Field Notes15 June 2026·9 min read

The Eval Harness Is the Deliverable, Not the Agent

Most AI projects treat evaluation as the thing you bolt on after the agent works. That's backwards. With agentic systems — multi-step, tool-calling, non-deterministic — you can't eyeball correctness, and 'it looked good in the demo' is not a release gate. The eval harness is the deliverable. The agent is just the thing it scores.

By Daniel Usvyat · Founder & Principal, USQRD

Why the Demo Lies and the Harness Tells the Truth

A demo is a single happy-path trace under controlled conditions. An agent in production faces inputs the demo never had: malformed data, ambiguous instructions, tools that time out, retrieval that returns the wrong chunk. The demo tells you the system *can* work once. It tells you nothing about how often it works, or what happens at the edges.

This is the same gap we wrote about in why RAG demos work and production doesn't — retrieval drift, stale indexes, and chunk boundaries don't show up in a curated demo.
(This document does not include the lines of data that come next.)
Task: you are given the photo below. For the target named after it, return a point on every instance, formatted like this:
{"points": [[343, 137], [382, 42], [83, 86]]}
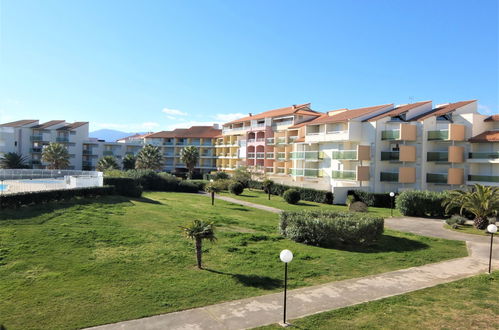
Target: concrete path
{"points": [[267, 309]]}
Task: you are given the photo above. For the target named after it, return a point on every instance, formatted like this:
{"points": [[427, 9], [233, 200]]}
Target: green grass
{"points": [[260, 197], [465, 304], [89, 262]]}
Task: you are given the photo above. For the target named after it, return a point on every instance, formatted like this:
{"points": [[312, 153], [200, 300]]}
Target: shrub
{"points": [[236, 188], [421, 203], [291, 196], [124, 186], [358, 207], [38, 197], [329, 228]]}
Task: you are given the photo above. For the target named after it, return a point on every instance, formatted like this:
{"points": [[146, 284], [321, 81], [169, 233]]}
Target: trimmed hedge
{"points": [[38, 197], [329, 228], [418, 203], [306, 194]]}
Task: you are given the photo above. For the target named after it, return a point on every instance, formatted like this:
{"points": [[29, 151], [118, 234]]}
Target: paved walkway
{"points": [[267, 309]]}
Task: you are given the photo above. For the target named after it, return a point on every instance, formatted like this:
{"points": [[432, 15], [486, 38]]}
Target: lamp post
{"points": [[286, 257], [392, 195], [491, 229]]}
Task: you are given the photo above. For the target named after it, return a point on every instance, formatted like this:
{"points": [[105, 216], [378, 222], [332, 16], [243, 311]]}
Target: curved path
{"points": [[263, 310]]}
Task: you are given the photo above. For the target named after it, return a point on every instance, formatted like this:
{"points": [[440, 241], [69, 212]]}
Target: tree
{"points": [[198, 231], [481, 201], [107, 163], [11, 160], [190, 156], [57, 155], [149, 158], [129, 162]]}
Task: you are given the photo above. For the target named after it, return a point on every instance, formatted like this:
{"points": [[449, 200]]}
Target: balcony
{"points": [[389, 177], [437, 156], [436, 178]]}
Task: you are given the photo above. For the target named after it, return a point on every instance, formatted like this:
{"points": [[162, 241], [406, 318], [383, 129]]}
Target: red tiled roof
{"points": [[19, 123], [492, 118], [193, 132], [301, 109], [398, 110], [488, 136], [442, 110]]}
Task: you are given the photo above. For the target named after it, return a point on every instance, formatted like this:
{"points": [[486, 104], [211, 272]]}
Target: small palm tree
{"points": [[11, 160], [107, 163], [482, 201], [129, 162], [190, 156], [212, 188], [57, 155], [198, 231], [149, 158]]}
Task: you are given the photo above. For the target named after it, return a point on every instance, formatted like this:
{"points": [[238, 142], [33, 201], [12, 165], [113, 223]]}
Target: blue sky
{"points": [[154, 65]]}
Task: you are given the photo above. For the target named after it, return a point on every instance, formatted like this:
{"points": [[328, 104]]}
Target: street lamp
{"points": [[286, 257], [491, 229], [392, 194]]}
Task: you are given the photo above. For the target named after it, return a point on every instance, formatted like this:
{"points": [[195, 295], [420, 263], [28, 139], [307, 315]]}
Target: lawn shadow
{"points": [[256, 281]]}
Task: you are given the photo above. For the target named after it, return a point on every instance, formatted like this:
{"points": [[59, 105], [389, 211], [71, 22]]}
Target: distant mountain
{"points": [[110, 135]]}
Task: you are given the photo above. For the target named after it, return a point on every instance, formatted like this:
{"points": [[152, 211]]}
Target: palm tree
{"points": [[11, 160], [190, 156], [482, 201], [149, 158], [212, 188], [107, 163], [57, 155], [129, 162], [199, 230]]}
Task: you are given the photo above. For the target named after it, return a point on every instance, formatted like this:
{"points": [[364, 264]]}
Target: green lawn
{"points": [[89, 262], [260, 197], [466, 304]]}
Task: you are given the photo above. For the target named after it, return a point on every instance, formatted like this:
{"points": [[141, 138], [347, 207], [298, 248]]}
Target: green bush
{"points": [[329, 228], [236, 188], [39, 197], [291, 196], [418, 203], [124, 186]]}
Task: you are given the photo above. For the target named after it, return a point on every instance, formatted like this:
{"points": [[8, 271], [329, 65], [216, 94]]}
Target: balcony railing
{"points": [[437, 156], [389, 177], [390, 155], [483, 178], [484, 155], [438, 135], [347, 175], [345, 154], [436, 178], [393, 134]]}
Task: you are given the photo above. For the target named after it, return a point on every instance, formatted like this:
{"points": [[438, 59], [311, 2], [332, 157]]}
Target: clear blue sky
{"points": [[119, 64]]}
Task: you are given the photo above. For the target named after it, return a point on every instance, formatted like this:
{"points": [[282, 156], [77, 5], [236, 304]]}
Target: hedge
{"points": [[38, 197], [372, 199], [418, 203], [306, 194], [330, 228]]}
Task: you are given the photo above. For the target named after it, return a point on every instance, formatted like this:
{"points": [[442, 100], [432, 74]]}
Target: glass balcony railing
{"points": [[390, 155], [389, 177], [346, 175], [483, 178], [390, 134], [438, 135], [437, 156], [345, 154], [436, 178], [484, 155]]}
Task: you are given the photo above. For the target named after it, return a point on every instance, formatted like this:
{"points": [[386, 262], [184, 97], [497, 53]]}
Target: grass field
{"points": [[466, 304], [89, 262], [260, 197]]}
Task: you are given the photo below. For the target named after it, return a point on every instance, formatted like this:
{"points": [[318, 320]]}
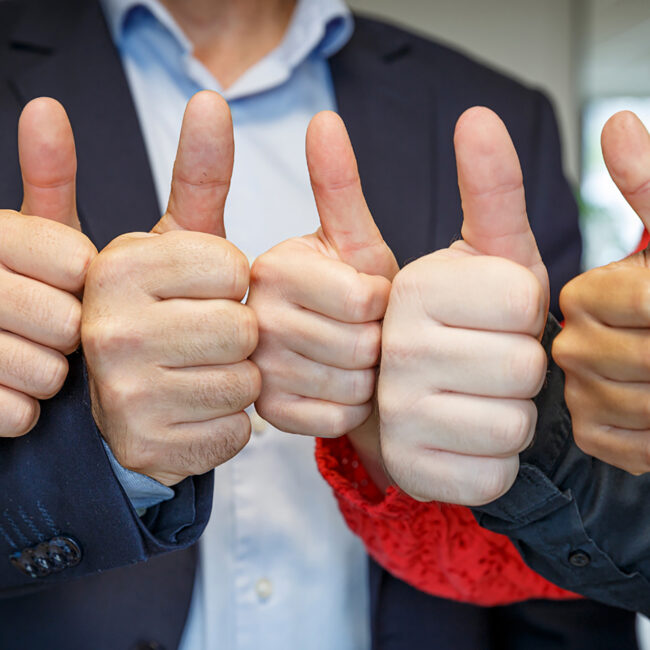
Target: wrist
{"points": [[365, 440]]}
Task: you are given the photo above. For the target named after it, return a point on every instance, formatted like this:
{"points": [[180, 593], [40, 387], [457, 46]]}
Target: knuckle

With agents the surface area is larger because every additional step compounds the failure probability. A four-step agent at 90% per-step reliability is a coin flip end to end.

The harness exists to make that compounding visible and measurable. It's the difference between 'we think it's better' and 'pass rate went from 71% to 88% on the regression set, p95 latency held at 4.2s, and cost per task dropped 12%.' One of those sentences you can take to a stakeholder. The other gets your project killed in month four.

The agent is just the thing the harness scores.

The Four Layers of a Real Harness

A real eval harness isn't a notebook with twenty test cases. Across our engagements, the ones that hold up under iteration have four distinct layers, each catching a different class of failure.

Skip any one of them and you create a blind spot you'll discover in production — usually after a stakeholder does.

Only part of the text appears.